Hacked Evidence Thrown Out In Ex-Judge's Child Porn Case

Most of the key evidence in the child porn case against former Orange County Judge Ronald Kline was thrown out June 17, after a federal judge ruled it was obtained illegally by a Canadian computer hacker who worked for police investigators. That wiped out most of the case which provoked Kline to withdraw his re-election bid last November.

U.S. District Judge Consuelo Marshall ruled that the diary entries and some 1,500 images downloaded from Kline's home computer was inadmissible on Fourth Amendment grounds, all but killing six of seven charges against the former judge. She set a September 15 hearing date on the seventh charge and the evidence related to that charge, according to the Orange County Register.

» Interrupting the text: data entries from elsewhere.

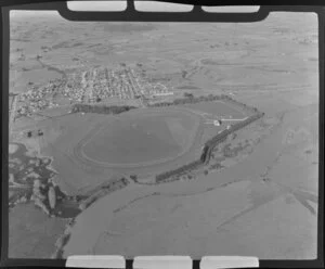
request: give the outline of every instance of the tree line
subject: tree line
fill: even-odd
[[[216,145],[218,143],[224,141],[226,139],[226,137],[229,134],[231,134],[232,132],[245,127],[246,125],[249,125],[250,123],[257,120],[258,118],[262,117],[263,115],[264,115],[264,113],[257,113],[257,114],[252,115],[251,117],[233,125],[229,130],[224,130],[221,133],[218,133],[217,136],[212,137],[208,141],[206,141],[203,152],[202,152],[202,155],[198,159],[196,159],[187,165],[183,165],[177,169],[156,175],[156,182],[165,181],[166,179],[168,179],[172,176],[180,176],[188,170],[198,168],[203,164],[209,163],[209,161],[211,158],[212,150],[216,148]]]

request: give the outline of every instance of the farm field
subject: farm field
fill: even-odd
[[[10,123],[10,195],[17,183],[32,193],[40,181],[40,190],[50,182],[65,198],[51,218],[24,196],[10,208],[10,257],[316,257],[315,14],[177,24],[22,13],[11,14],[10,92],[38,106]],[[200,158],[208,139],[253,114],[224,100],[188,101],[209,94],[264,115],[218,143],[207,164],[158,183],[156,175]],[[177,99],[188,103],[146,107]],[[18,106],[28,108],[25,102]],[[75,104],[135,108],[72,113]],[[36,178],[44,167],[55,176]]]

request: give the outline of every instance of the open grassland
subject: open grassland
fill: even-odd
[[[262,22],[245,24],[108,25],[72,23],[57,14],[49,20],[36,13],[11,23],[12,92],[26,91],[29,82],[38,86],[62,78],[62,72],[69,75],[80,68],[115,68],[126,63],[140,68],[148,81],[173,89],[178,97],[184,92],[234,94],[265,113],[220,143],[206,174],[193,172],[191,179],[158,185],[131,181],[98,200],[67,230],[64,257],[116,253],[130,258],[315,258],[320,139],[315,14],[274,13]],[[115,121],[113,115],[42,119],[37,124],[34,118],[18,119],[13,128],[42,127],[42,138],[13,133],[11,139],[53,156],[60,174],[56,181],[68,193],[92,190],[122,174],[150,177],[153,171],[190,163],[200,155],[205,136],[222,127],[205,127],[200,121],[188,154],[158,166],[119,170],[90,165],[74,155],[84,134]],[[10,212],[10,256],[50,257],[63,229],[61,220],[44,217],[34,206],[14,207]]]
[[[187,136],[191,137],[192,132],[197,131],[198,123],[195,116],[194,125],[187,124],[188,129],[183,125],[183,121],[191,120],[193,115],[155,113],[152,110],[135,115],[126,117],[121,115],[94,133],[83,145],[83,153],[94,162],[107,163],[108,166],[109,164],[145,166],[146,163],[178,156],[187,143],[192,143]]]

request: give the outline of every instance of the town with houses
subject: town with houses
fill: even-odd
[[[173,94],[161,82],[151,84],[140,72],[128,66],[79,71],[65,78],[50,80],[42,87],[29,87],[26,92],[11,94],[11,120],[62,105],[103,104],[112,99],[139,100],[144,106],[146,100]]]

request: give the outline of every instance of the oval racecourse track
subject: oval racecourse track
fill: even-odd
[[[171,128],[176,128],[176,129],[178,129],[178,123],[179,121],[177,121],[177,120],[180,120],[180,117],[185,117],[185,120],[187,120],[187,127],[188,127],[188,120],[191,120],[190,121],[191,128],[187,129],[185,133],[183,133],[184,129],[182,129],[184,126],[180,127],[181,129],[179,129],[179,133],[178,133],[178,137],[179,137],[178,148],[179,149],[172,149],[172,148],[176,148],[176,146],[170,144],[169,148],[171,149],[171,151],[173,153],[170,156],[167,155],[167,156],[161,156],[161,157],[158,156],[157,157],[157,155],[160,154],[159,150],[155,151],[155,149],[150,149],[150,146],[153,146],[153,143],[155,145],[155,142],[156,142],[155,140],[152,144],[150,144],[148,148],[143,148],[143,149],[145,151],[152,151],[156,157],[147,156],[148,159],[147,161],[144,159],[143,162],[128,162],[128,159],[126,162],[120,162],[120,163],[107,162],[106,159],[102,161],[102,159],[99,159],[98,157],[90,156],[90,154],[87,154],[87,151],[91,152],[92,154],[96,154],[96,153],[99,153],[99,151],[102,150],[103,152],[101,152],[99,155],[102,155],[102,157],[107,158],[107,159],[115,158],[115,156],[116,156],[115,152],[109,152],[108,151],[108,152],[105,153],[105,149],[104,149],[105,148],[105,136],[103,136],[103,133],[105,134],[105,132],[107,132],[107,130],[108,130],[108,134],[107,134],[107,139],[106,139],[108,141],[110,139],[109,132],[112,132],[112,131],[114,132],[116,130],[116,128],[109,128],[109,127],[113,127],[113,125],[117,125],[117,127],[120,128],[120,126],[125,125],[125,121],[128,121],[126,124],[126,125],[128,125],[127,131],[123,131],[125,129],[120,128],[121,133],[116,131],[118,133],[115,133],[115,137],[113,137],[113,139],[115,139],[115,140],[117,139],[116,143],[119,143],[119,141],[118,141],[119,138],[123,141],[122,136],[127,136],[127,139],[125,139],[125,140],[127,140],[127,142],[130,143],[130,139],[132,139],[133,133],[129,133],[128,130],[130,130],[131,123],[132,123],[132,126],[133,126],[133,125],[136,125],[136,120],[141,121],[143,119],[145,120],[146,118],[152,119],[153,117],[157,120],[152,120],[152,123],[156,125],[156,126],[154,126],[154,128],[152,128],[152,131],[156,131],[155,128],[158,127],[160,123],[157,124],[157,123],[154,123],[154,121],[158,121],[158,118],[160,118],[160,117],[164,118],[164,124],[165,124],[165,117],[172,118],[171,121],[173,123],[173,125],[171,125]],[[173,120],[173,118],[177,118],[177,119]],[[140,124],[140,127],[141,127],[141,124]],[[171,162],[171,161],[176,162],[177,158],[180,158],[184,154],[190,153],[192,150],[197,149],[197,146],[199,146],[199,143],[200,143],[200,137],[203,134],[203,128],[204,128],[204,125],[203,125],[202,117],[194,114],[190,110],[182,110],[182,108],[176,108],[176,107],[172,107],[172,108],[170,108],[170,107],[168,107],[168,108],[145,108],[145,110],[140,108],[136,112],[131,112],[131,113],[128,112],[128,113],[125,113],[125,114],[120,114],[119,116],[116,117],[116,119],[113,123],[109,123],[107,125],[98,125],[96,127],[91,129],[76,144],[76,146],[73,150],[73,154],[74,154],[74,157],[76,159],[78,159],[79,162],[81,162],[84,165],[96,166],[96,167],[102,167],[102,168],[128,169],[128,168],[152,167],[152,166],[161,165],[161,164],[165,164],[165,163],[168,163],[168,162]],[[180,130],[183,130],[183,132],[180,133]],[[142,131],[142,129],[141,129],[141,131]],[[173,130],[169,130],[169,131],[172,132]],[[142,133],[143,132],[141,132],[140,134],[142,134]],[[158,133],[158,136],[159,134],[160,133]],[[101,138],[101,136],[102,136],[102,138]],[[128,136],[130,137],[129,140],[128,140],[128,138],[129,138]],[[93,142],[93,140],[95,140],[96,137],[99,137],[102,140]],[[104,140],[103,140],[103,138],[104,138]],[[140,136],[140,139],[142,140],[141,136]],[[144,137],[143,139],[145,140],[147,138]],[[141,141],[139,141],[139,140],[136,141],[136,140],[138,140],[136,137],[133,138],[133,141],[135,142],[134,143],[135,149],[138,149],[136,144],[141,143]],[[142,142],[144,142],[144,146],[145,146],[146,145],[146,140],[142,141]],[[99,149],[93,148],[93,146],[89,146],[89,145],[91,145],[91,143],[94,143],[94,144],[98,143]],[[113,143],[112,146],[115,149],[116,143],[114,143],[114,142],[112,142],[112,143]],[[180,145],[180,143],[181,143],[181,145]],[[162,144],[162,145],[165,146],[165,144]],[[133,143],[131,143],[131,146],[133,146]],[[110,149],[109,145],[108,145],[108,149]],[[122,150],[125,150],[125,149],[122,149]],[[132,152],[132,151],[130,152],[130,154],[133,154],[135,159],[138,159],[138,156],[139,156],[139,158],[142,157],[140,155],[134,154],[134,152]],[[140,154],[141,154],[141,152],[140,152]],[[128,154],[125,154],[125,155],[128,155]],[[126,157],[130,158],[129,156],[126,156]],[[119,158],[119,161],[120,161],[122,157],[117,156],[116,158],[117,159]]]

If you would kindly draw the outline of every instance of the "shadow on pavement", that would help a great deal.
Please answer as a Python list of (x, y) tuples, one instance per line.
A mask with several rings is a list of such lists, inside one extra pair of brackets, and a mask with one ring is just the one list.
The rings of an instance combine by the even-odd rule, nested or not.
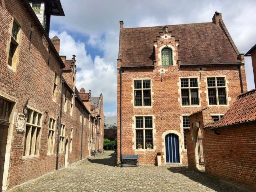
[(114, 154), (114, 151), (106, 151), (106, 154), (96, 156), (93, 159), (88, 158), (88, 160), (93, 163), (114, 167), (116, 165), (117, 159)]
[(170, 167), (167, 169), (173, 173), (182, 174), (191, 180), (200, 183), (217, 192), (251, 191), (206, 175), (204, 173), (191, 170), (187, 166)]

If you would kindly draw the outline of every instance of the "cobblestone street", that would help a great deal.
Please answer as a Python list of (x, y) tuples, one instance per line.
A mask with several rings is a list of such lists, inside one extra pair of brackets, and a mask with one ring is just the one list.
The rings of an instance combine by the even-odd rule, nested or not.
[(8, 191), (248, 191), (181, 165), (124, 168), (115, 165), (113, 152), (107, 151)]

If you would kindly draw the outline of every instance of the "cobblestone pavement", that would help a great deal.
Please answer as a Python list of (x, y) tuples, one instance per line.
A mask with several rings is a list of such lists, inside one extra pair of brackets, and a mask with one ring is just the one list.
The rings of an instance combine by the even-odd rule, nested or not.
[(182, 165), (118, 168), (113, 153), (76, 162), (8, 191), (248, 191)]

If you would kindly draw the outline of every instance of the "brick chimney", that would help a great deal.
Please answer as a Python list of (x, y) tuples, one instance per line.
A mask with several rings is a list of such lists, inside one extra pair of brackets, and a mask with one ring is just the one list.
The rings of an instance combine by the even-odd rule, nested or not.
[(212, 22), (216, 25), (218, 25), (220, 19), (222, 19), (221, 13), (216, 11), (212, 17)]
[(124, 26), (124, 21), (119, 21), (119, 22), (120, 23), (120, 28), (122, 28)]
[(82, 87), (80, 90), (80, 93), (85, 93), (85, 89), (84, 89), (83, 87)]
[(54, 46), (54, 47), (55, 49), (56, 49), (58, 53), (60, 54), (60, 39), (57, 36), (55, 36), (53, 38), (51, 39), (51, 40), (53, 45)]

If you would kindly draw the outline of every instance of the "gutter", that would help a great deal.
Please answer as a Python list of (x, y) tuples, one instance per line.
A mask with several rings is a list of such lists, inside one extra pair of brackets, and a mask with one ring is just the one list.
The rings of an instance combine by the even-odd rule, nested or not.
[(120, 68), (119, 72), (120, 73), (120, 112), (119, 115), (120, 116), (120, 158), (122, 157), (122, 68)]
[(83, 108), (83, 115), (82, 116), (82, 135), (81, 138), (81, 154), (80, 155), (80, 160), (82, 160), (82, 153), (83, 148), (83, 132), (84, 130), (84, 108)]
[(61, 98), (60, 99), (60, 121), (58, 122), (59, 130), (58, 133), (58, 143), (57, 144), (57, 156), (56, 157), (56, 170), (58, 170), (58, 166), (59, 162), (59, 148), (60, 147), (60, 128), (61, 127), (61, 118), (62, 115), (62, 103), (63, 102), (63, 85), (64, 84), (64, 78), (62, 77), (61, 80)]

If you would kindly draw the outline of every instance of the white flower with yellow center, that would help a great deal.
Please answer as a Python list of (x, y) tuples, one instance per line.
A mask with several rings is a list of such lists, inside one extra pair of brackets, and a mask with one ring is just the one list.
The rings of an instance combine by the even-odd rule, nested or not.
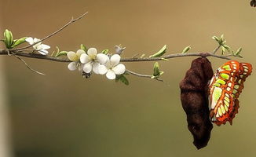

Bradley Willman, a British Columbian who had hacked into Kline's computer and gotten the images, told the Register Marshall's ruling disappointed him. "If people are doing something wrong, they are doing something wrong," he told the paper. "It doesn't matter how you get to them."

Oh, yes it does, Marshall's ruling said. The ruling noted Willman identified himself as a law enforcement agent when he was deposed in the Kline case, and that law enforcement offered him immunity from arrest.

The remaining charge against Kline involves digital images of naked boys taken from his work computer. Kline's attorney argued that that evidence should be thrown out because it was taken based on evidence provided by Willman, the Register said.